Jun 20, 2016 at 10:20 pm by Staff


News Corp will add APN's Australian daily and community newspapers to its already dominant print media reach if regulators the ACCC and FIRB agree.

APN News & Media announced this morning that it had entered into "binding documentation" to divest the Australian Regional Media division to News Corp Ltd for $36.6 million.

Apart from the ACCC and FIRB, the transaction is also conditional the consent of "certain counterparties to the ARM business".

News Corp Australia already publishes national daily The Australian and metro daily the Courier-Mail in Queensland, plus regional dailies the Gold Coast Bulletin, Townsville Bulletin and Cairns Post and Brisbane suburban and community papers including those of its Quest division.

No other major publishers are active in the state, although Fairfax Media maintains a news website, brisbanetimes.com.au

Most of the APN newspapers in Australia came into News' possession with its acquisition of the Herald & Weekly Times in 1987, but were sold to members of Irish media mogul Tony O'Reilly's family (which formed the APN company in 1988) when the Australian government ruled that News could not control both the major capital city newspaper (the Courier-Mail) as well as a majority of country newspapers.

At the same time, Northern Star sold its daily rival Brisbane Daily Sun to a management group which after running up a bill for printing it with News, closed the title in 1992.

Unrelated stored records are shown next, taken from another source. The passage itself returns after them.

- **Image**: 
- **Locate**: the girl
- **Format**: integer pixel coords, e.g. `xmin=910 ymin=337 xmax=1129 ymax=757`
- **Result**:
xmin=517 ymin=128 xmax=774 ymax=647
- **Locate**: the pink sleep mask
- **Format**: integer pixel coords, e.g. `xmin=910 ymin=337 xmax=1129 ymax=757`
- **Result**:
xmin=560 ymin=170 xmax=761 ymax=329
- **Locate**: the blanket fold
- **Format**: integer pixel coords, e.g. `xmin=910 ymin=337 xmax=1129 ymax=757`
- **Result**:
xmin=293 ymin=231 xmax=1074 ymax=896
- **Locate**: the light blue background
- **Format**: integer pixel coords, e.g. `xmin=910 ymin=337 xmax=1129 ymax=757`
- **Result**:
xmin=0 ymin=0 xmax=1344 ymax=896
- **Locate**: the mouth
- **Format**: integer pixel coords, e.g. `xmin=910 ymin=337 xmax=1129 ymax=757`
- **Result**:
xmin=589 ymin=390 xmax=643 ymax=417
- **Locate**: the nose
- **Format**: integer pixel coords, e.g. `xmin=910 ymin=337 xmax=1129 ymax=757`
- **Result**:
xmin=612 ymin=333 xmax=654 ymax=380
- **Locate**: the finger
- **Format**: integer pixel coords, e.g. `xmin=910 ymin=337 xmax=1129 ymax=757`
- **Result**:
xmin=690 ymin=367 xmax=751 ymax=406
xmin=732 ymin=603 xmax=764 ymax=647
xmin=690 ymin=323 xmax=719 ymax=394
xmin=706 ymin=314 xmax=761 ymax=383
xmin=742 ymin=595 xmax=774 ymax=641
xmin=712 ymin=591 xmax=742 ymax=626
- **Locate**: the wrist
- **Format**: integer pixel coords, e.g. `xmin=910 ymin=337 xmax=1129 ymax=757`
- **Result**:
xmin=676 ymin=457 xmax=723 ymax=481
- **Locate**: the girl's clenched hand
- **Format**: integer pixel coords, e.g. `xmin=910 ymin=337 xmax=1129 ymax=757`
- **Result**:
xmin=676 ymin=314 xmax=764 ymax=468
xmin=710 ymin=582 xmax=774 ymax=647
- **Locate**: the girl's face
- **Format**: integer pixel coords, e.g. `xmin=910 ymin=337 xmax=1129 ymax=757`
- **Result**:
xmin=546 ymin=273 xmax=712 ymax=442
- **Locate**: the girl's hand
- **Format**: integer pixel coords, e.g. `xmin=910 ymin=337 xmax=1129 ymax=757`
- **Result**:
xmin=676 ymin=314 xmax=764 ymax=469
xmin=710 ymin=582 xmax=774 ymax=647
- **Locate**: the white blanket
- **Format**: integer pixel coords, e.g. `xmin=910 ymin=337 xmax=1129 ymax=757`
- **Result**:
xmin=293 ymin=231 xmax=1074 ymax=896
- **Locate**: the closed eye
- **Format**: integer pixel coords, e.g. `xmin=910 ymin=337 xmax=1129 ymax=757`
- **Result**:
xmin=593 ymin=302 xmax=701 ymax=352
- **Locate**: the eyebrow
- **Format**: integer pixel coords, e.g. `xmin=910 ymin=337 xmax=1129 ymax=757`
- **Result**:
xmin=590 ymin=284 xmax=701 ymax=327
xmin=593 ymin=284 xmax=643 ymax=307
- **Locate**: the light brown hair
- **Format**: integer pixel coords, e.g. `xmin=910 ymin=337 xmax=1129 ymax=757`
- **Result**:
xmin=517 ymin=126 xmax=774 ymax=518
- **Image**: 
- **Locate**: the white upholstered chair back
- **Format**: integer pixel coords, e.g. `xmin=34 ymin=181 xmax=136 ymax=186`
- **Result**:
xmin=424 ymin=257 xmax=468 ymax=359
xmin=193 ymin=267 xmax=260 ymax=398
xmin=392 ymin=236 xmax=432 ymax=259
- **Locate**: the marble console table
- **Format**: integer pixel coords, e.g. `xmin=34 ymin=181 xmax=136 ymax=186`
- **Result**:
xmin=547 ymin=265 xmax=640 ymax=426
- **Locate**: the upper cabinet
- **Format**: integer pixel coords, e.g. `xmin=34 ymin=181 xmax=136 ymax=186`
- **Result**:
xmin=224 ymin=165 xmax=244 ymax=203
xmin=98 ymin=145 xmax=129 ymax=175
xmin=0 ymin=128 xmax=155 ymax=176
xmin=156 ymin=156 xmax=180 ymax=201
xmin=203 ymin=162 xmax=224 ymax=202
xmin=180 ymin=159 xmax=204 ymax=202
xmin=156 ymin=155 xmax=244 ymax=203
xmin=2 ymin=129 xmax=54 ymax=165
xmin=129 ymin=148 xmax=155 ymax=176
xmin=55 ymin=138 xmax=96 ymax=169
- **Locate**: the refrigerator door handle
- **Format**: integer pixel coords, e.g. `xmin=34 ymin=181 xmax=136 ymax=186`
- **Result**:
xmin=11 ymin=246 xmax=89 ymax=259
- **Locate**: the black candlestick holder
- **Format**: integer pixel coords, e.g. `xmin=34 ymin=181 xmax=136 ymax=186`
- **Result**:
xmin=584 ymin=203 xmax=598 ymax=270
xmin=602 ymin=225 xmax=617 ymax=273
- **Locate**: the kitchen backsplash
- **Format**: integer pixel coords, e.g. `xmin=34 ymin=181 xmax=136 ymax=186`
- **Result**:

The question now remains whether the Australian Competition and Consumer Commission will now do anything to prevent the print monopoly it thwarted almost 30 years ago. That digital sites have appeared and gained importance in that period does not seem relevant while gains 82 per cent of its newsmedia publishing revenue from print.

The ARM division includes a portfolio of 12 daily newspapers, 60 community newspapers and non‐daily publications, and more than 30 regional news websites and mobile sites in regional Queensland and Northern New South Wales. News Corp Australia is an APN shareholder and currently holds 14.9 per cent in APN. Shareholders will be required to vote on the proposed sale, which the company says is likely to take place in August. APN says net proceeds will "predominantly be used to pay down existing APN debt".

It is, as chairman Peter Cosgrove this morning described it, a "significant milestone" for APN, not only in pivoting its future towards radio and outdoor media, but - with the demerger of the NZME. business in New Zealand, cutting its links with the newsmedia business on which it was built.